NASA balks, but money talks
Tito and the Soyuz crew will remain onboard Alpha for a week, the guests of one Russian and two Americans living on the modular complex. The Alpha residents helped open a sticky door on Soyuz before greeting their visitors Monday.
"Welcome aboard," Yury Usachev, the Russian commander of Alpha, said in English after the hatch opened.
The National Aeronautics and Space Administration long opposed the trip, saying Tito lacked the training or Russian language skills to ensure the safety of the Soyuz and Alpha crews.
But the cash-strapped Russian space agency maintained it has sole control over who rides aboard periodic Soyuz flights to the station. Moscow has agreed to supply a fresh Soyuz, which serve as emergency lifeboats, to the station every six months.

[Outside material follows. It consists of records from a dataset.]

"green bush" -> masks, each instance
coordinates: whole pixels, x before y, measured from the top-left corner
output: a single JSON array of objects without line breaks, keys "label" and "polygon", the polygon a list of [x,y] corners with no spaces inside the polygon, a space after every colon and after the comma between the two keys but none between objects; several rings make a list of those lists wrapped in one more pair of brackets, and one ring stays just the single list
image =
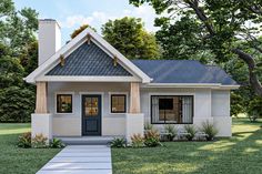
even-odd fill
[{"label": "green bush", "polygon": [[168,133],[169,141],[173,141],[173,139],[178,135],[178,129],[174,125],[164,125],[164,131]]},{"label": "green bush", "polygon": [[153,130],[153,124],[145,123],[145,124],[144,124],[144,130],[145,130],[145,131]]},{"label": "green bush", "polygon": [[185,139],[188,139],[188,141],[192,141],[198,133],[195,126],[190,124],[184,125],[184,131],[187,132]]},{"label": "green bush", "polygon": [[262,117],[262,98],[254,98],[248,106],[248,116],[251,122],[255,122],[259,117]]},{"label": "green bush", "polygon": [[144,146],[144,137],[141,134],[133,134],[131,136],[132,147],[143,147]]},{"label": "green bush", "polygon": [[110,142],[111,147],[124,147],[125,146],[125,140],[123,137],[114,137]]},{"label": "green bush", "polygon": [[53,139],[53,140],[51,140],[49,146],[50,146],[51,149],[62,149],[62,147],[64,147],[66,145],[62,143],[61,140],[59,140],[59,139]]},{"label": "green bush", "polygon": [[26,132],[18,137],[18,146],[23,149],[31,147],[31,132]]},{"label": "green bush", "polygon": [[48,137],[43,136],[43,134],[37,134],[32,139],[32,147],[34,149],[44,149],[48,147]]},{"label": "green bush", "polygon": [[206,134],[205,139],[208,141],[213,140],[214,136],[219,133],[219,130],[214,127],[214,124],[210,123],[209,121],[203,122],[200,130]]},{"label": "green bush", "polygon": [[150,147],[161,145],[160,135],[157,130],[150,130],[144,134],[144,145]]}]

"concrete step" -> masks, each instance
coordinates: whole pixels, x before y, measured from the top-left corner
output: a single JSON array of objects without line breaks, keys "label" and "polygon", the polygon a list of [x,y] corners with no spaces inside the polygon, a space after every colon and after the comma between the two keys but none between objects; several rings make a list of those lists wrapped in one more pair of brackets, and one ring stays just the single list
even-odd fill
[{"label": "concrete step", "polygon": [[[117,136],[80,136],[80,137],[57,137],[66,145],[110,145]],[[119,136],[118,136],[119,137]]]}]

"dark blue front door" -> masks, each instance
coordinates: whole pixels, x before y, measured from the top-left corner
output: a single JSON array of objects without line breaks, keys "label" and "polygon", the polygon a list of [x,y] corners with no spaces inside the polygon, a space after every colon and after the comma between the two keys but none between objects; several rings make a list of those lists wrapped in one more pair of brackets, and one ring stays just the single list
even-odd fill
[{"label": "dark blue front door", "polygon": [[82,95],[82,135],[101,135],[101,95]]}]

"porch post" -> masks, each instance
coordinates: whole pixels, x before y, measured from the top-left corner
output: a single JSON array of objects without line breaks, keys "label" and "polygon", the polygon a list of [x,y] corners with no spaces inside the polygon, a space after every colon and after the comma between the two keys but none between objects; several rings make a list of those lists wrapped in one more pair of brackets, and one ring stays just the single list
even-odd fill
[{"label": "porch post", "polygon": [[131,143],[133,134],[143,135],[144,116],[140,108],[140,83],[130,83],[130,110],[125,116],[125,137],[128,143]]},{"label": "porch post", "polygon": [[130,113],[140,113],[140,88],[138,82],[130,84]]},{"label": "porch post", "polygon": [[48,113],[47,82],[37,82],[36,111],[31,115],[31,126],[32,137],[42,134],[48,140],[52,139],[52,114]]},{"label": "porch post", "polygon": [[48,113],[47,82],[37,82],[36,113]]}]

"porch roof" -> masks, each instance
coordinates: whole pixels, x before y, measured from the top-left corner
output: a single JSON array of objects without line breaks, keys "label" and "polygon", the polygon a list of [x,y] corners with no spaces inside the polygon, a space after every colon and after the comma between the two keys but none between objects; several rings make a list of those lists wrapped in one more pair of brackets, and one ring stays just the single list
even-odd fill
[{"label": "porch roof", "polygon": [[133,60],[138,68],[153,79],[151,83],[219,83],[238,85],[219,66],[203,65],[194,60]]}]

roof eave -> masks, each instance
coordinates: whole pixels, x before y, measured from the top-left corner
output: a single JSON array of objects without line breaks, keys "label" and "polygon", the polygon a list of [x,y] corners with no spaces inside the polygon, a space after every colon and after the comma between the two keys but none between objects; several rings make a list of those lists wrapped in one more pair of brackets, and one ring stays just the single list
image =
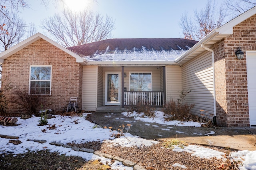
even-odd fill
[{"label": "roof eave", "polygon": [[256,14],[256,6],[237,16],[219,28],[214,30],[196,44],[175,60],[178,64],[183,64],[205,51],[201,44],[209,48],[218,41],[233,34],[233,28]]}]

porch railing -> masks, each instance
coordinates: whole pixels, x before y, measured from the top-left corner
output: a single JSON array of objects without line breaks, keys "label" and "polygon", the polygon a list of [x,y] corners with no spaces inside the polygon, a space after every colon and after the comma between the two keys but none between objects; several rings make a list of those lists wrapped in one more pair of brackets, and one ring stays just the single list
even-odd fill
[{"label": "porch railing", "polygon": [[164,105],[162,91],[126,91],[124,95],[124,106],[135,105],[140,102],[145,105]]}]

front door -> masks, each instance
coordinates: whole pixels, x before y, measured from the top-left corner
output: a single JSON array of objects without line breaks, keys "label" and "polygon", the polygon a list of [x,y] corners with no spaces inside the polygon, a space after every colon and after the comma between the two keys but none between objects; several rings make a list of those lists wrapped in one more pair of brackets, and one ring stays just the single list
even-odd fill
[{"label": "front door", "polygon": [[120,73],[106,73],[106,105],[120,105]]}]

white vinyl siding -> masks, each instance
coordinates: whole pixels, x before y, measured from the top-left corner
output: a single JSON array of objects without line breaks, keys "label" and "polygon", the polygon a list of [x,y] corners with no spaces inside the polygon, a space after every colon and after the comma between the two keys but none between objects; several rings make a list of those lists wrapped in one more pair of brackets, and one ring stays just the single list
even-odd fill
[{"label": "white vinyl siding", "polygon": [[[103,102],[103,68],[98,67],[98,100],[97,101],[97,107],[102,106]],[[104,88],[104,89],[105,88]]]},{"label": "white vinyl siding", "polygon": [[184,64],[182,67],[182,89],[191,92],[185,97],[188,103],[195,106],[192,112],[200,115],[214,114],[213,77],[212,53],[207,51]]},{"label": "white vinyl siding", "polygon": [[250,126],[256,125],[256,51],[246,51],[248,101]]},{"label": "white vinyl siding", "polygon": [[179,91],[182,90],[181,68],[178,65],[166,67],[166,101],[179,97]]},{"label": "white vinyl siding", "polygon": [[97,96],[97,67],[84,66],[83,69],[82,109],[95,111]]}]

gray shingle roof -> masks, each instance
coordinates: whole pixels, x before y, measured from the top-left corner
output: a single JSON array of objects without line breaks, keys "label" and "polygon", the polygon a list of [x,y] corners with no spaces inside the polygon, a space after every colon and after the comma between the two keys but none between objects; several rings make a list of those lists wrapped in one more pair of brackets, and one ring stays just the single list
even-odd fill
[{"label": "gray shingle roof", "polygon": [[108,39],[67,48],[84,56],[119,51],[142,50],[168,51],[188,50],[198,42],[182,38],[134,38]]}]

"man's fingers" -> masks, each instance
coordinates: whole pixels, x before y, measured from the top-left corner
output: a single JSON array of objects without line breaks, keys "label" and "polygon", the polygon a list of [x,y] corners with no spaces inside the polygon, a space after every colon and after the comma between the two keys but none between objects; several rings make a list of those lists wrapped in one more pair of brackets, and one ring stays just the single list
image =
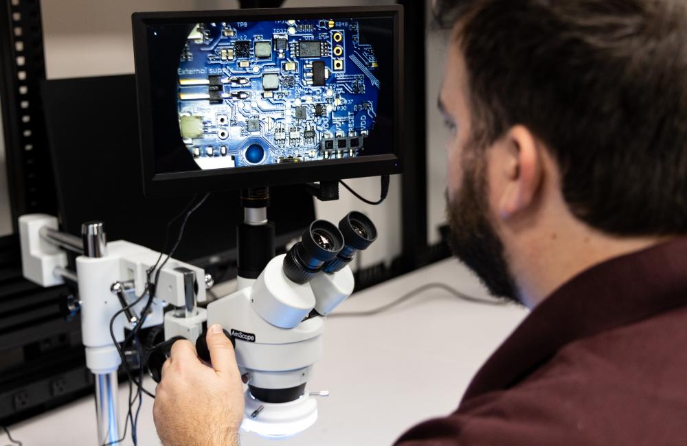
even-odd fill
[{"label": "man's fingers", "polygon": [[196,347],[187,339],[180,339],[172,344],[172,349],[170,351],[170,362],[177,361],[184,361],[189,358],[194,360],[196,357]]},{"label": "man's fingers", "polygon": [[232,341],[224,334],[222,327],[214,325],[205,335],[207,350],[210,352],[210,362],[216,372],[236,372],[236,357]]}]

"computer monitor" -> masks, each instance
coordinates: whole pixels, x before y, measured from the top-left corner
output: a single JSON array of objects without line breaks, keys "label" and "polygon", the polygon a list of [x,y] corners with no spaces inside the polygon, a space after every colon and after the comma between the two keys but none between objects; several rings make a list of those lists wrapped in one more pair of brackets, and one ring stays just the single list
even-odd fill
[{"label": "computer monitor", "polygon": [[[109,240],[165,250],[165,227],[192,194],[143,193],[133,75],[50,80],[41,87],[62,230],[79,235],[82,223],[97,220]],[[271,193],[268,216],[279,249],[315,220],[315,206],[303,185]],[[236,226],[244,217],[239,195],[212,193],[189,219],[174,257],[206,269],[234,262]]]},{"label": "computer monitor", "polygon": [[399,172],[401,14],[134,14],[146,194]]}]

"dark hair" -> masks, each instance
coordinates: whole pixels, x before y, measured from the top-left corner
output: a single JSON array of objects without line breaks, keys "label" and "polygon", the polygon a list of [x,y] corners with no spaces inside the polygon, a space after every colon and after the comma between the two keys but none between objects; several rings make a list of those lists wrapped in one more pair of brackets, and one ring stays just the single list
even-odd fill
[{"label": "dark hair", "polygon": [[522,124],[571,211],[621,235],[687,232],[687,5],[680,0],[440,0],[457,25],[473,126]]}]

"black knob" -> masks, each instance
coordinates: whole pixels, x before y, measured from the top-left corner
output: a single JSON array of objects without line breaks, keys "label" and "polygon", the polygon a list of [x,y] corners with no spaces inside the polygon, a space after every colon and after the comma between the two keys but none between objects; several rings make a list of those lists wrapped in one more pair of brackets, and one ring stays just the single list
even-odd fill
[{"label": "black knob", "polygon": [[[234,346],[234,348],[236,348],[236,340],[234,338],[234,336],[230,335],[229,331],[224,329],[222,329],[222,331],[224,331],[224,335],[229,338],[229,340],[232,341],[232,345]],[[203,331],[198,337],[198,339],[196,340],[196,352],[198,353],[198,357],[210,362],[210,351],[207,349],[207,341],[205,340],[206,334],[207,334],[207,331]]]}]

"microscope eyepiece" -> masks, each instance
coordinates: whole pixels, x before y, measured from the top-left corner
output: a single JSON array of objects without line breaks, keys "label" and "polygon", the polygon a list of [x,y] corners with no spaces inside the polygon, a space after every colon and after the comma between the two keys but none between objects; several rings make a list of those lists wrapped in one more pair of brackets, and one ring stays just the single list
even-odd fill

United States space officials dropped their objections at the last minute after Tito agreed to certain restrictions. Tito, who once plotted flight trajectories for NASA probes, cannot enter U.S. segments of the multibillion dollar complex unescorted and pledged to pay for anything he breaks.
Astronauts Jim Voss and Susan Helms, who along with Usachev arrived on Alpha in March, promised for weeks they would welcome anyone who arrived on the Soyuz.
'Nice bed, warm food'
Tito has received an even warmer reception from his cosmonaut crewmates, with whom he trained for more than six months for the trip.
As the two crews gathered around a table in the Russian living quarters module, Musabayev told Tito: "We are going to prepare everything for you, nice bed and warm food."
The Alpha crew should have a light workload this week because of the station guests, NASA said. But their duties will include drilling Tito and the others on the proper use of fire extinguishers and oxygen masks, and assisting mission controllers as they correct computer problems that have plagued the station.
Failed computer hard drives left Alpha flying on autopilot for much of last week and almost delayed the arrival of the Soyuz.
The space shuttle Endeavour, which delivered a $1 billion robotic arm to Alpha last week, extended a rendezvous to the station by one day to help troubleshoot the computer glitches.
"It's exciting that tourists are flying in space," said Kent Rominger, commander of Endeavour, several hours after the Soyuz docking.
Tito's presence could give the Alpha residents a chance to relax somewhat because "they just can't afford to work 110 percent with inexperienced people around," he told reporters.
Endeavour left Alpha on Sunday, giving the Soyuz an opportunity to attach to the station. The shuttle was about 80 miles away when the Soyuz linked up with Alpha.
The seven-member Endeavour crew should touch down on Tuesday. The Soyuz cosmonauts and Tito are expected to leave Alpha Saturday in an old Soyuz craft.